Egypt's new Muslim Brotherhood president denounces the Syrian ruling regime from a stage in Tehran.
In the first visit to Iran by an Egyptian leader since the 1979 revolution, new president Mohammed Morsi took on his host country's closest ally, calling on Syria's Bashar al-Assad to step down. Sitting next to Iranian president Mahmoud Ahmadinejad during the opening remarks of the Non-Aligned Movement conference on Thursday, Morsi delivered stinging criticism of the Syrian government, saying that the world has a "moral duty" to support the Syrian opposition"against an oppressive regime that has lost its legitimacy."

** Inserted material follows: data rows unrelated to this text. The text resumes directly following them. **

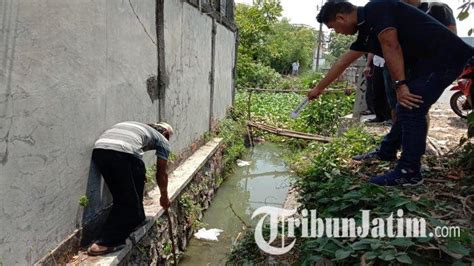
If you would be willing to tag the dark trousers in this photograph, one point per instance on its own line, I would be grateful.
(410, 129)
(369, 94)
(124, 175)
(381, 107)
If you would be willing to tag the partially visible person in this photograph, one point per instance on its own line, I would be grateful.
(379, 99)
(295, 68)
(369, 93)
(439, 11)
(443, 14)
(118, 156)
(420, 71)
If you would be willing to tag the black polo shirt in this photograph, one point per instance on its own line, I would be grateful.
(440, 11)
(427, 45)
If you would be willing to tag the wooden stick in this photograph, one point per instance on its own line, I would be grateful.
(170, 230)
(290, 91)
(289, 133)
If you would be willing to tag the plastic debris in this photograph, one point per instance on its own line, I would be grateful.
(300, 107)
(242, 163)
(210, 234)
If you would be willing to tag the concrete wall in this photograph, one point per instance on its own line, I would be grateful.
(189, 71)
(188, 65)
(71, 69)
(225, 54)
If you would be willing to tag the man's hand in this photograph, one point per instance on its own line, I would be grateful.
(367, 71)
(165, 201)
(407, 99)
(314, 93)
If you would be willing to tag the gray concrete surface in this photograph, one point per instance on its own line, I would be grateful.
(188, 66)
(69, 70)
(225, 54)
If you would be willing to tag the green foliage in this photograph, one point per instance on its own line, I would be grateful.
(84, 201)
(252, 74)
(327, 184)
(267, 46)
(167, 249)
(464, 13)
(192, 210)
(233, 130)
(470, 117)
(338, 45)
(319, 117)
(255, 25)
(290, 43)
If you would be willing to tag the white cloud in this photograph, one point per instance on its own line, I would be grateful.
(305, 11)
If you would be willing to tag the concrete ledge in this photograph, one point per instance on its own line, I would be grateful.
(178, 180)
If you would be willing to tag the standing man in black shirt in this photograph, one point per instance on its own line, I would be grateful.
(420, 71)
(440, 11)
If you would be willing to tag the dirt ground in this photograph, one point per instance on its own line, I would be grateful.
(445, 133)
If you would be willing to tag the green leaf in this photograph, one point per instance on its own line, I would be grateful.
(360, 245)
(470, 117)
(370, 255)
(404, 258)
(454, 247)
(402, 242)
(388, 255)
(342, 254)
(463, 15)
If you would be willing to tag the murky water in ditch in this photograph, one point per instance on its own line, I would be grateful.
(264, 182)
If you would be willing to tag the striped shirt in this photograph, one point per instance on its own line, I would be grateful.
(134, 138)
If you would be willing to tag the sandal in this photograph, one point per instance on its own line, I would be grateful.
(107, 250)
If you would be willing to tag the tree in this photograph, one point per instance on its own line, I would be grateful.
(464, 13)
(338, 44)
(291, 43)
(255, 25)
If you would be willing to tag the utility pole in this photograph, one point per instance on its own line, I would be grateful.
(319, 41)
(320, 38)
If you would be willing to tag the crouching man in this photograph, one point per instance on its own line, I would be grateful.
(118, 155)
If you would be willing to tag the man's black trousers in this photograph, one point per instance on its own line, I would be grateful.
(124, 175)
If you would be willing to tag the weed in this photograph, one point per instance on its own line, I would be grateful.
(84, 201)
(192, 210)
(167, 248)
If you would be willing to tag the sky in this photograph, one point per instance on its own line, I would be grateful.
(305, 11)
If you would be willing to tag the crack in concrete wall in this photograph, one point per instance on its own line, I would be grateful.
(71, 69)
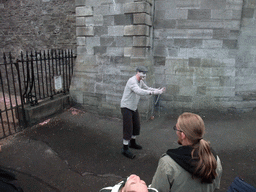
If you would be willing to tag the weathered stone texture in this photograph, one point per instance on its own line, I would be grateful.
(37, 25)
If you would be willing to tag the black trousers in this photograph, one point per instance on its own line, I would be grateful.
(131, 123)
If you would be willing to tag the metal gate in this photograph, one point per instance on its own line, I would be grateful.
(29, 80)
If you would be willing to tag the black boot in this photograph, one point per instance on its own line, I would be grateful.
(134, 145)
(126, 152)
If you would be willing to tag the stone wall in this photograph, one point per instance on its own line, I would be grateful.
(113, 38)
(204, 54)
(202, 51)
(28, 25)
(245, 88)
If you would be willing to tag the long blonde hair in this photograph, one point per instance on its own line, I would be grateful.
(192, 125)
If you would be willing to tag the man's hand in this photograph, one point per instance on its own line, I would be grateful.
(157, 92)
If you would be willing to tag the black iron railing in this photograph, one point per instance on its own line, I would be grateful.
(29, 80)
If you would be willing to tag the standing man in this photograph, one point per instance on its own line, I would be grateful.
(194, 166)
(135, 87)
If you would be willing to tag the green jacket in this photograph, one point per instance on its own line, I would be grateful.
(170, 176)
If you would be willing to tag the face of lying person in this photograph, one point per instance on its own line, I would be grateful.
(135, 184)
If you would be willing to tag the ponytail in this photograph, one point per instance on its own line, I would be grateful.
(193, 127)
(207, 163)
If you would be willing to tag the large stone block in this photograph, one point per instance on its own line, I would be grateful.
(142, 18)
(211, 24)
(80, 3)
(98, 20)
(149, 1)
(85, 11)
(85, 31)
(164, 24)
(140, 52)
(227, 81)
(213, 4)
(115, 51)
(81, 50)
(102, 10)
(117, 30)
(141, 41)
(222, 14)
(188, 4)
(126, 19)
(124, 41)
(220, 91)
(127, 51)
(248, 12)
(107, 41)
(80, 21)
(200, 33)
(133, 30)
(230, 44)
(80, 40)
(212, 44)
(188, 43)
(221, 33)
(194, 62)
(101, 31)
(137, 7)
(198, 14)
(100, 50)
(108, 20)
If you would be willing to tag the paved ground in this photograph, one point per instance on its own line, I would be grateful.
(80, 151)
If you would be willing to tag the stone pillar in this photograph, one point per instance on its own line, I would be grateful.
(113, 38)
(140, 52)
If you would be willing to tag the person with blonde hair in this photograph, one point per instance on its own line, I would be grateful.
(194, 166)
(132, 184)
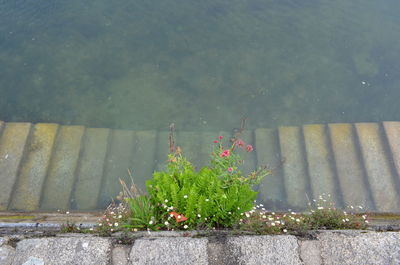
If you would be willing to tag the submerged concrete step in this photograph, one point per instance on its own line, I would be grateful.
(61, 175)
(352, 182)
(320, 163)
(378, 171)
(144, 156)
(392, 130)
(294, 167)
(271, 190)
(162, 150)
(249, 159)
(118, 162)
(89, 174)
(60, 167)
(12, 147)
(28, 189)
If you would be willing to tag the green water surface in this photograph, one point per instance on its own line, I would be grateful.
(202, 64)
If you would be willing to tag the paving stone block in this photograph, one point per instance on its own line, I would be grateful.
(64, 250)
(252, 250)
(310, 252)
(348, 166)
(169, 251)
(360, 248)
(6, 252)
(12, 147)
(91, 168)
(144, 157)
(392, 130)
(118, 162)
(28, 189)
(120, 255)
(320, 164)
(271, 189)
(383, 186)
(294, 167)
(61, 175)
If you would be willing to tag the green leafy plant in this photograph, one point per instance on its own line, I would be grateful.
(216, 196)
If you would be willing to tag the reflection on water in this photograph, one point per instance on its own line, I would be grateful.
(202, 64)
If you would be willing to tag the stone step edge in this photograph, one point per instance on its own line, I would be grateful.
(326, 247)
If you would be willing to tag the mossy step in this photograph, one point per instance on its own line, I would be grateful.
(349, 169)
(90, 171)
(12, 147)
(118, 162)
(61, 175)
(271, 190)
(392, 130)
(377, 166)
(51, 167)
(320, 163)
(28, 189)
(294, 167)
(144, 156)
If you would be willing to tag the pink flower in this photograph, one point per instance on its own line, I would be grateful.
(240, 143)
(249, 148)
(225, 153)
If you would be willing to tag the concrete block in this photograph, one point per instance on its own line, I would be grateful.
(169, 251)
(392, 130)
(271, 189)
(118, 162)
(120, 255)
(380, 178)
(310, 252)
(144, 157)
(28, 189)
(294, 167)
(320, 162)
(64, 250)
(348, 166)
(252, 250)
(61, 176)
(7, 252)
(360, 248)
(89, 174)
(12, 147)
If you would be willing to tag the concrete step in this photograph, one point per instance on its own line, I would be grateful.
(294, 167)
(118, 162)
(51, 167)
(90, 171)
(378, 168)
(143, 163)
(271, 190)
(12, 147)
(29, 186)
(392, 130)
(353, 186)
(62, 170)
(320, 163)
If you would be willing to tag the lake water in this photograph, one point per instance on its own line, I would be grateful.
(202, 64)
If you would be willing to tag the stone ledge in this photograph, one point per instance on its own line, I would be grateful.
(328, 247)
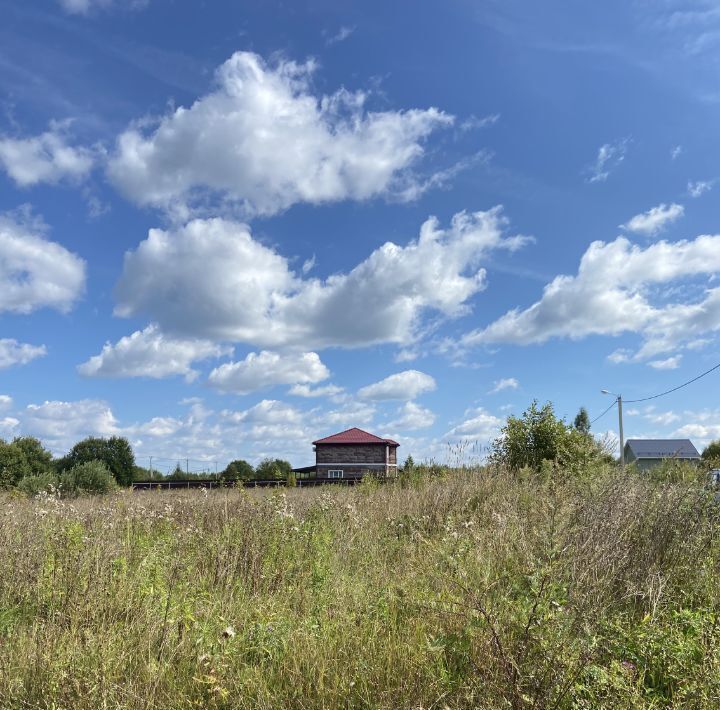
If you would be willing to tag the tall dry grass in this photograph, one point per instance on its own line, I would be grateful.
(475, 590)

Morsi called on the 120 nations present to "support a peaceful transition" to democratic rule, acknowledging that violence in Syria will not end without outside intervention, adding "the bloodletting in Syria is the responsibility of all of us." His remarks led the Syria delegation to walk out of the conference in the middle of his speech.
Optimists will read this as a hopeful sign that perhaps there can be such a thing as an Islamist democracy after all. They'll welcome too the show of distance between the new regime in Egypt and Assad's backers in Iran.
Pessimists will wonder: is this a warning that the Syrian rebels share the same Sunni Islamist ideology that motivates the new power-wielders in Egypt - an ideology fully as hostile to liberal and democratic values as the practices of the Alawite Assad clan?